Let’s take a look at the implementation:

algorithm StackApproach(Arr):
    // INPUT
    //   Arr = an array of integers
    // OUTPUT
    //   Returns the next smaller element for each element in Arr

    next_smaller <- initialize an array of size N with -1
    stack <- an empty stack
    for i <- N, N - 1, ..., 1:
        next_smaller[i] <- -1
        while not stack.empty() AND stack.top() >= Arr[i]:
            stack.pop()
        if not stack.empty():
            next_smaller[i] <- stack.top()
        stack.push(Arr[i])

    return next_smaller

Initially, we declare an array next \_ smaller to store the next smaller element for each element. We also declare an empty stack to store the elements as discussed in section 4.1.

Next, we loop over all the elements from the end of Arr to the beginning. As long as the top element in the stack has a value greater than the current one, we pop it from the stack.

After that, we check the size of the stack.
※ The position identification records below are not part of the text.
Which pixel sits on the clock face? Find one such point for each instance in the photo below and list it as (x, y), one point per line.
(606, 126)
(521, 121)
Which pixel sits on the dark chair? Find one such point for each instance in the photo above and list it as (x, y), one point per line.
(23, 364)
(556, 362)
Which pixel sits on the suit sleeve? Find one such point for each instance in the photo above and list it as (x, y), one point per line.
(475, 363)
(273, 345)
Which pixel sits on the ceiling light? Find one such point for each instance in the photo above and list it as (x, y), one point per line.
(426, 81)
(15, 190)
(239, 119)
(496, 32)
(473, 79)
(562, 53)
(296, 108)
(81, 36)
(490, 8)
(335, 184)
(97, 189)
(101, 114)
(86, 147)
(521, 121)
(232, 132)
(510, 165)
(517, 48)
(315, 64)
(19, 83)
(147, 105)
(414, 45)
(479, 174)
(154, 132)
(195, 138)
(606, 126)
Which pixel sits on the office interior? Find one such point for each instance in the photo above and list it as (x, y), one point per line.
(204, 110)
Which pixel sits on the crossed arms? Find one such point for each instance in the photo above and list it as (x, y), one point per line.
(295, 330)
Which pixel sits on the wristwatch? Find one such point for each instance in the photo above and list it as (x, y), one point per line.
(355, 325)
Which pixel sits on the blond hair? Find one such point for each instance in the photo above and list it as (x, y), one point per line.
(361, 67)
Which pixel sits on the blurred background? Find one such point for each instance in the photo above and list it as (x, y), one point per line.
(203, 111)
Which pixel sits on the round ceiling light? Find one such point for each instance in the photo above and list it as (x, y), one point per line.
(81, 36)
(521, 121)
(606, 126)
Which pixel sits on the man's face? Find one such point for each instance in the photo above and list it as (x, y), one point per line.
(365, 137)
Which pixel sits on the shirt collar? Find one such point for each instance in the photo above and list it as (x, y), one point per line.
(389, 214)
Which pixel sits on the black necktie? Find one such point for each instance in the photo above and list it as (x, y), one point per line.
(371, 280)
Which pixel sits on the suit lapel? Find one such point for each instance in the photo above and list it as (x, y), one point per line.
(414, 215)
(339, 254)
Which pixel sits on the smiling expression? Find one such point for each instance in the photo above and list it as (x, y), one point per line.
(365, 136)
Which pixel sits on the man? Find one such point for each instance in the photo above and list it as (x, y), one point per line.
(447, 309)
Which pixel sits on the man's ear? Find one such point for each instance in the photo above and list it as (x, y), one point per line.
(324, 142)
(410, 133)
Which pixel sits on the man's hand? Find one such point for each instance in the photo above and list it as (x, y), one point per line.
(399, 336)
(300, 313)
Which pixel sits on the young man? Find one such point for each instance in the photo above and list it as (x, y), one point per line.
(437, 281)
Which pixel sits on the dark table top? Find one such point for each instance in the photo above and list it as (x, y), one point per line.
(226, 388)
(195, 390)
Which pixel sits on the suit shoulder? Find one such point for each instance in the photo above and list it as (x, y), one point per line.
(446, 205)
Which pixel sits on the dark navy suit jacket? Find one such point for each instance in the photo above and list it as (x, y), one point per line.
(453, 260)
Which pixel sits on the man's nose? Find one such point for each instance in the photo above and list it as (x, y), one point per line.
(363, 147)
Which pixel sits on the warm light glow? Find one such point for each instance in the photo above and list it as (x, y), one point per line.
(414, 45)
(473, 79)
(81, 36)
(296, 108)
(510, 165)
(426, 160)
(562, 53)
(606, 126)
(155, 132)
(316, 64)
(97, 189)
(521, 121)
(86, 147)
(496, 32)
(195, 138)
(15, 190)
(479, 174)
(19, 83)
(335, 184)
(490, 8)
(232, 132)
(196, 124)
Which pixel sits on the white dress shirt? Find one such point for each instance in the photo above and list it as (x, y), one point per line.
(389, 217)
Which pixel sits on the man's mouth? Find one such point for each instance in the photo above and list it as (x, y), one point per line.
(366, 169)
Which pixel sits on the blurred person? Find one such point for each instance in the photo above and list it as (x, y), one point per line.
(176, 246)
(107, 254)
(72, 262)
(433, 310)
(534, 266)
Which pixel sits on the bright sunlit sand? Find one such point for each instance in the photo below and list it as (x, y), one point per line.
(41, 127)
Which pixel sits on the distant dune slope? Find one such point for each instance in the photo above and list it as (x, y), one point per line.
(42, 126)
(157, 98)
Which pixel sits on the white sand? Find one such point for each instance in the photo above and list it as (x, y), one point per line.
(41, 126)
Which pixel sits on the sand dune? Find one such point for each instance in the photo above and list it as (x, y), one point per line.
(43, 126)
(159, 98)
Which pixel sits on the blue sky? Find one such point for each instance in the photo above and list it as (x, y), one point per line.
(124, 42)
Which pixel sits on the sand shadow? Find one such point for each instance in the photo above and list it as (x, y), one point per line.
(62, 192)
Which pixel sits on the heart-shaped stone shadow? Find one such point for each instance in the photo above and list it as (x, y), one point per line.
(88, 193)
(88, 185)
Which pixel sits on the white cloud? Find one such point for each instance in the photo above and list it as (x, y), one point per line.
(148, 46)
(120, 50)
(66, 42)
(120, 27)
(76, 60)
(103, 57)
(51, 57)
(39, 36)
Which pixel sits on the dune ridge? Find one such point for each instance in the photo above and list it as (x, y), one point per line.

If the stack isn’t empty, the top element in the stack is smaller than A[i], and thus it’s the next smaller for the current value. Otherwise, there’s no next smaller element for the current one, so the value of next \_smaller would remain as -1.

Finally, we add the current value to the stack to use it for the next element.

4.3. Complexity

The complexity of this algorithm is O(N) , where N is the length of the given array.

This is because we iterate over each element once, add it to the stack once, and also pop it from the stack at most once. Therefore, the inner while loop won’t iterate more than N times because, with each iteration, we pop one element from the stack.

If we don’t pop an element, then we break the loop.

5. Conclusion

In this article, we presented the problem of finding the next smaller element for each element in an array.

First, we provided an example for a better understanding of the problem. Then we explained the main ideas behind the two different approaches to solving this problem. Finally, we walked through their implementations.